Final answer:
Using properties of cubes and algebraic manipulation, it's shown that there are no integer solutions for the equations m³ - n³ = 3 and m³ - n³ = 4 due to the fact that the differences in cubes of consecutive integers are larger than 3 and 4.
Step-by-step explanation:
To show that there are no integer solutions to the equations m³ − n³ = 3 and m³ − n³ = 4, we can use the properties of cubes of integers. For any two integers m and n, the difference m³ - n³ is also an integer. When considering two consecutive integers, their cubes have a difference that is larger than 3 or 4.

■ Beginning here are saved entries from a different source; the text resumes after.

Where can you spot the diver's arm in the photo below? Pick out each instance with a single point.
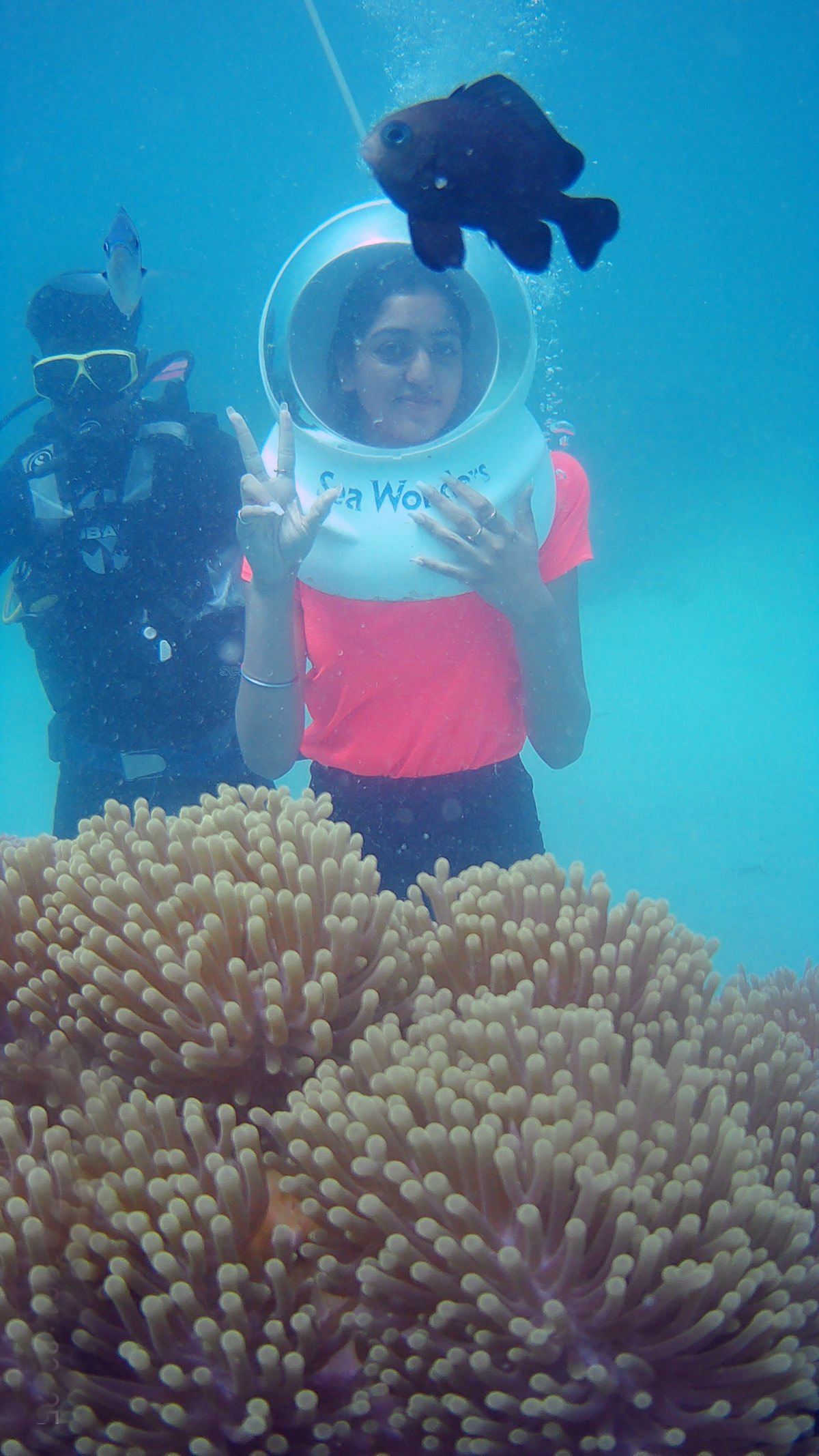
(270, 720)
(14, 513)
(556, 705)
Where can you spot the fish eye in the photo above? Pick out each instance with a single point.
(397, 134)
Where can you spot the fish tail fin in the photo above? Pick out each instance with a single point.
(588, 223)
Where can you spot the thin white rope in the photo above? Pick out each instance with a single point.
(336, 69)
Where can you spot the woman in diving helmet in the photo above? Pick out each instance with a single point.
(417, 708)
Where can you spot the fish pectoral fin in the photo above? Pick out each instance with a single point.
(525, 241)
(85, 281)
(437, 245)
(586, 223)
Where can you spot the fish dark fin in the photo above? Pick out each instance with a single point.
(85, 281)
(525, 241)
(437, 245)
(586, 223)
(502, 93)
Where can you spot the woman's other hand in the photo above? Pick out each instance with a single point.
(496, 559)
(273, 530)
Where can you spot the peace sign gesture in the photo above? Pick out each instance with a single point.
(273, 530)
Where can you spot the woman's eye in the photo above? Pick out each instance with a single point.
(392, 353)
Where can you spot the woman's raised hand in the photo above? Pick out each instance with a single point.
(273, 530)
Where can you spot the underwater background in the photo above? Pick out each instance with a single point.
(687, 362)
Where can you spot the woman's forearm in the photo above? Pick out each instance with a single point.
(556, 703)
(270, 721)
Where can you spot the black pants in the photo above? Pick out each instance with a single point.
(464, 817)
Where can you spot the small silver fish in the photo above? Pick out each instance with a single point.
(124, 271)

Let's consider the first equation m³ - n³ = 3. If n = m - 1, expanding the cubes gives us m³ - (m-1)³, which simplifies to 3m² - 3m + 1. This expression can never be equal to 3 for any integer value of m.
Now, let's consider the second equation m³ - n³ = 4. Similarly, substituting n = m - 1 and expanding the cubes results in 3m² - 3m + 1, which can't equal 4 either. Additionally, for integer solutions, there's always an integer k such that n = m - k. The difference between their cubes will grow significantly larger than 4 as m increases. Thus, no integers m and n, where m > n, can satisfy m³ - n³ = 4.
Therefore, we conclude that there are no integer solutions for both equations.